Tuesday, November 8, 2011

This is real.

You have no control on anyone and how they treat you. And that drives you crazy. 
It drives you crazy because you know, there's something there. Something unspoken that for reasons beyond you, they are not able to express.

And you just want to know what that thing is.
What is that thing that keeps them from leaving even when they have every reason to?
They seem like they want to leave. Heck, they seem like they couldn't care less whether you're alive or dead. And you definitely can recognize the signs that you're not wanted. Though it hurts, you retreat because it's only polite to give them what they want; to not be bothered by you.

When you finally think you're breathing properly again, and you're adapting to their absence, they reappear. I mean, it's nothing significant. Just a.. non-committal 'hey' through Skype or whatever. You can feel yourself melting again. Because that's how you are around them. You're head over heels for them even when they show signs that their feeling for you is limited to indifference. 

Thing is, both of you were one of the most important people in each other's life once upon a time. And well, you thought you're pass that wooing phase. Or the weird creepy butterflies in your stomach or the 'he said hi, does this mean he's into me?'. Isn't honesty way simpler?

When asked, they show how much they are uncomfortable so you stopped asking. Which left you in a constant state of confusion. Because despite telling yourself that it makes no difference, you want to be assured that they are feeling what you think they're feeling.
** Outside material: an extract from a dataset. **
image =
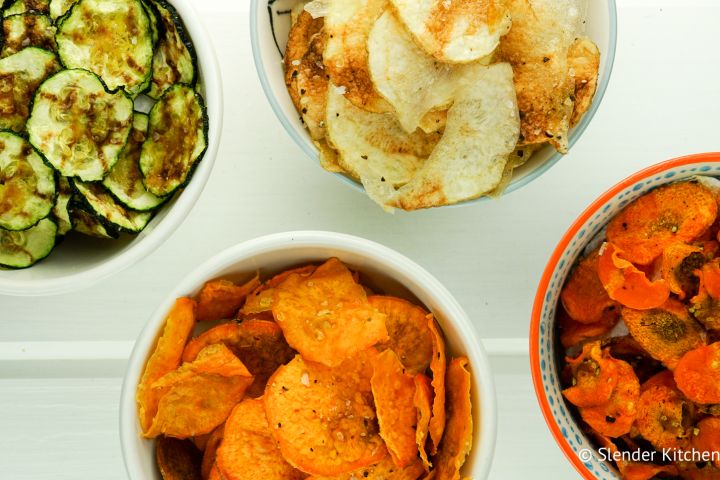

But I guess, at some point, you just got tired of wondering all the time. Maybe they're confused too. Maybe they don't know what they feel for you. Or what they don't feel for that matter.

But here's the thing I don't get- why can't they have enough respect for you to figure it out? 
I mean, maybe the love has subsided. But how can that person you once tell your deepest darkest secret to, the one who's sworn to have loved you once, and the one who used to stay up at night whenever you're sick; how can that same person be the one who's not capable to have enough compassion for you to release you from the constant state of confusion they put you in?

But I guess, they are capable of such things. And no matter how hurt you are, it doesn't move them. It doesn't have any effect on them.

And you're just stuck here. In between. 
But I guess, the answer is mapped out for you already. You're stuck because you still love them. And you don't just abandon the people you love. Though you can't depend on them like you once did, you can't feel their love for you like you once felt and they're possibly effortlessly erasing you from their thoughts right at this very moment, you still love them.

It scary as hell. Because you didn't realize the capacity of how much you can feel for that one person. And now that they're gone, you thought you can cope with their absence. You told yourself that you felt this strongly about them before because you got used to them. And in time, the feeling will subside. 

But that's not the case at all.
Your feeling for them is amplified now that they're not around. You find yourself not missing the familiarity of them. You find yourself missing them instead. 
And you have this empty void within you where they once were. 
You realize that at 16, your first love has turned out to also be your first true love. 

And the last hour you spent typing this isn't for anyone else. It's your own revelation. And you know it won't make any difference whatever you say or do.

You have no idea why you love them so much.
You just know that you're emotionally bounded to them. Even when you're no longer sure that they share the same feeling.

And everyday you pray that you can shake off that stupid feeling.
But you can't. They can say you don't try hard enough and you brought this upon yourself. But it really doesn't matter what they say.

You love them.
And dammit, though you absolutely hate this fact, for now it seems that
you will always love them.



Where does that leave you then?
You're not content to live in a place where you're pathetically attached to someone who doesn't care about you. 
It's a dead end for you.

And you really wonder how can anyone be this difficult.